Chapter 1
Great Expectations
by
Charles Dickens
My father's family name being Pirrip, and my Christian name
Philip, my infant tongue could make of both names nothing longer or
more explicit than Pip. So, I called myself Pip, and came to be
called Pip.
I give Pirrip as my father's family name, on the authority of
his tombstone and my sister - Mrs. Joe Gargery, who married the
blacksmith. As I never saw my father or my mother, and never saw any
likeness of either of them (for their days were long before the days
of photographs), my first fancies regarding what they were like, were
unreasonably derived from their tombstones. The shape of the letters
on my father's, gave me an odd idea that he was a square, stout, dark
man, with curly black hair. From the character and turn of the
inscription, "Also Georgiana Wife of the Above," I drew a childish
conclusion that my mother was freckled and sickly. To five little
stone lozenges, each about a foot and a half long, which were
arranged in a neat row beside their grave, and were sacred to the
memory of five little brothers of mine - who gave up trying to get a
living, exceedingly early in that universal struggle - I am indebted
for a belief I religiously entertained that they had all been born on
their backs with their hands in their trousers-pockets, and had never
taken them out in this state of existence.
Ours was the marsh country, down by the river, within, as the
river wound, twenty miles of the sea.
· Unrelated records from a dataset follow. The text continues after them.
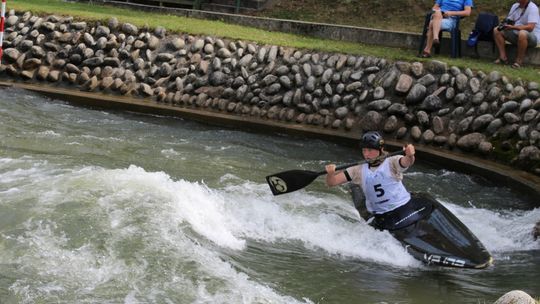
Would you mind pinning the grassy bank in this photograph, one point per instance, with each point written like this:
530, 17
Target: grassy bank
98, 13
405, 15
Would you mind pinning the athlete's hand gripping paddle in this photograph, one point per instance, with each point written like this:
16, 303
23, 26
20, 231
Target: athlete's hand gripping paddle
292, 180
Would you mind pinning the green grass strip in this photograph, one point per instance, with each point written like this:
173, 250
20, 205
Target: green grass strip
193, 26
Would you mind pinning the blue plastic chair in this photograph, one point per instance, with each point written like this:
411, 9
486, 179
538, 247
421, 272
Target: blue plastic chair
455, 38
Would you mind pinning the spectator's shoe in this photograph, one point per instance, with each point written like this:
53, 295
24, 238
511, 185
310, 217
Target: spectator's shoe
501, 61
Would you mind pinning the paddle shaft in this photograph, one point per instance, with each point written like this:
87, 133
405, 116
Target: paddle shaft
343, 167
292, 180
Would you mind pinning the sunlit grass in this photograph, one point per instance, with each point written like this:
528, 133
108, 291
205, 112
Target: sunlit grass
193, 26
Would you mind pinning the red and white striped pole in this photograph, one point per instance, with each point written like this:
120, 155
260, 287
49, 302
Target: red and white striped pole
2, 19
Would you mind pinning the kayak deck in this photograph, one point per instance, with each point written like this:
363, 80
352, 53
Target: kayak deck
432, 234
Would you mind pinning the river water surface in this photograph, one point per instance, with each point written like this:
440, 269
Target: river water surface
109, 207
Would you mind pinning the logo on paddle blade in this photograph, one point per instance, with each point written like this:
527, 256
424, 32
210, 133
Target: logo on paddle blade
278, 184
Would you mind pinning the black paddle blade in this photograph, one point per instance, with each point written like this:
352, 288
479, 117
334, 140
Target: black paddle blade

My first most vivid and broad
impression of the identity of things, seems to me to have been gained
on a memorable raw afternoon towards evening. At such a time I found
out for certain, that this bleak place overgrown with nettles was the
churchyard; and that Philip Pirrip, late of this parish, and also
Georgiana wife of the above, were dead and buried; and that
Alexander, Bartholomew, Abraham, Tobias, and Roger, infant children
of the aforesaid, were also dead and buried; and that the dark flat
wilderness beyond the churchyard, intersected with dykes and mounds
and gates, with scattered cattle feeding on it, was the marshes; and
that the low leaden line beyond, was the river; and that the distant
savage lair from which the wind was rushing, was the sea; and that
the small bundle of shivers growing afraid of it all and beginning to
cry, was Pip.
"Hold your noise!" cried a terrible voice, as a man started up
from among the graves at the side of the church porch. "Keep still,
you little devil, or I'll cut your throat!"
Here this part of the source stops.